One more adventure for me in the month of July was that I did a typical old-person trick and fell.  The occasional tumble does not bother me.  I am used to tripping or slipping on backcountry trails. My folly this time was to trip going up a set of concrete steps.  I peeled back a rather large piece of skin from the front of my shin.  Ray coming behind me said I fell gracefully, and he did not think I was hurt.  I jumped up immediately because it was at someone else's house and I made out there was nothing wrong.  Until I got indoors and started bleeding profusely over floor and carpet!  You might say hell broke loose!  My hostess wanted to bathe the wound with suspiciously unsterile-looking equipment.  The men were trying to mop up the floor.  I had one glance at the wound and adamantly refused to let anyone touch it.  I slammed on tissues and paper towels and a tea cloth and covered the lot with a large sock until I could get medical aid.  Then the hostess wanted to phone the doctor, and I would not let her.  We had been invited for lunch, and for lunch I was going to stay!  Actually I think it was a wise move, because by the time I got to the Medical Centre a couple of hours later, the bleeding had subsided, and the Practice Nurse could see what she was doing.

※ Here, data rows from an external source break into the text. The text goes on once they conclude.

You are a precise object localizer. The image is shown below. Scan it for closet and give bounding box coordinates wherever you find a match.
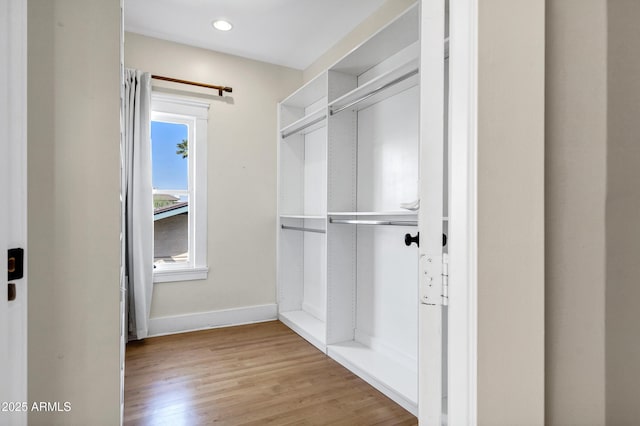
[277,5,420,414]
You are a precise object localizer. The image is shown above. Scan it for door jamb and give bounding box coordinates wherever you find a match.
[447,0,478,425]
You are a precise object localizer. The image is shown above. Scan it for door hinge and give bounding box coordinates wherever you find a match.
[420,253,449,306]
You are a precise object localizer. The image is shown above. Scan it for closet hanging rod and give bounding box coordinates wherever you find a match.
[282,115,327,139]
[280,225,327,234]
[329,218,418,226]
[329,68,420,115]
[151,75,233,96]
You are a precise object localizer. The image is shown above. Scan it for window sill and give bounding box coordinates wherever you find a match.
[153,266,209,284]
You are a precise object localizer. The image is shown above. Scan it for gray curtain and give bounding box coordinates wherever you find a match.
[122,69,153,339]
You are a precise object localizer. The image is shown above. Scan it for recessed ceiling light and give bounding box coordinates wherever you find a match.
[211,19,233,31]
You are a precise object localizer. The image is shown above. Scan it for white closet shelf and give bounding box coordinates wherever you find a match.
[329,58,420,115]
[327,341,418,415]
[278,311,327,352]
[328,210,418,218]
[280,107,327,139]
[280,214,327,220]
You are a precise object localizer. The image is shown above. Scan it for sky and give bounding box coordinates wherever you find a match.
[151,121,189,189]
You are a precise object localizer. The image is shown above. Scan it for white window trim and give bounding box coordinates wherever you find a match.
[151,93,210,283]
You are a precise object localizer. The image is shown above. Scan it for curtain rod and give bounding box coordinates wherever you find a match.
[151,75,233,96]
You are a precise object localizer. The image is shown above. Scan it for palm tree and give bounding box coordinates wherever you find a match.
[176,139,189,158]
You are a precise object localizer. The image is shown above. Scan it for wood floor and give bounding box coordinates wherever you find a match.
[124,321,417,426]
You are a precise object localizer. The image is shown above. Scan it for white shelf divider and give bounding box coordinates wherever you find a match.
[327,341,418,416]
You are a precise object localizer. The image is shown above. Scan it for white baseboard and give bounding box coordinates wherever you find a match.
[354,328,418,372]
[148,304,278,337]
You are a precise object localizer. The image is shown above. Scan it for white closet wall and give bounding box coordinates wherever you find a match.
[278,6,420,414]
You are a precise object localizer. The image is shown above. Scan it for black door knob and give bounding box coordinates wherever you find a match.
[404,232,420,247]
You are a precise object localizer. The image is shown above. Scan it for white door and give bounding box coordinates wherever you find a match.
[418,0,447,426]
[0,0,29,425]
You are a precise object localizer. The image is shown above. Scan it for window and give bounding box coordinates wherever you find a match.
[151,94,209,282]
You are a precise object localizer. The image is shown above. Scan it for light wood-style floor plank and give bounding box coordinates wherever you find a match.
[124,321,417,426]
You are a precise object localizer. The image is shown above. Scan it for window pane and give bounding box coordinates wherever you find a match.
[153,196,189,265]
[151,121,189,190]
[151,121,189,265]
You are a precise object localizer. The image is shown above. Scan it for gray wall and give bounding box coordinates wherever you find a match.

The District Nurse comes to the house three times a week to change the dressings.   I was supposed to be at the temple the following week, and had booked to stay at the apartments all week.  I had to cancel that.  Ray said some people will do anything to avoid going to the temple!  Neither did I go to church. I was really glad I had done a lot of work in the garden before this happened.  Otherwise I would have been somewhat frustrated.  As it is, I enjoy having time to lie around and catch up on my reading!  Actually I feel a bit of a fraud, but the nurse said they are treating the wound as a skin graft, and I have to comport myself accordingly.  No standing around and no sitting with my foot down.    Thus endeth the month of July.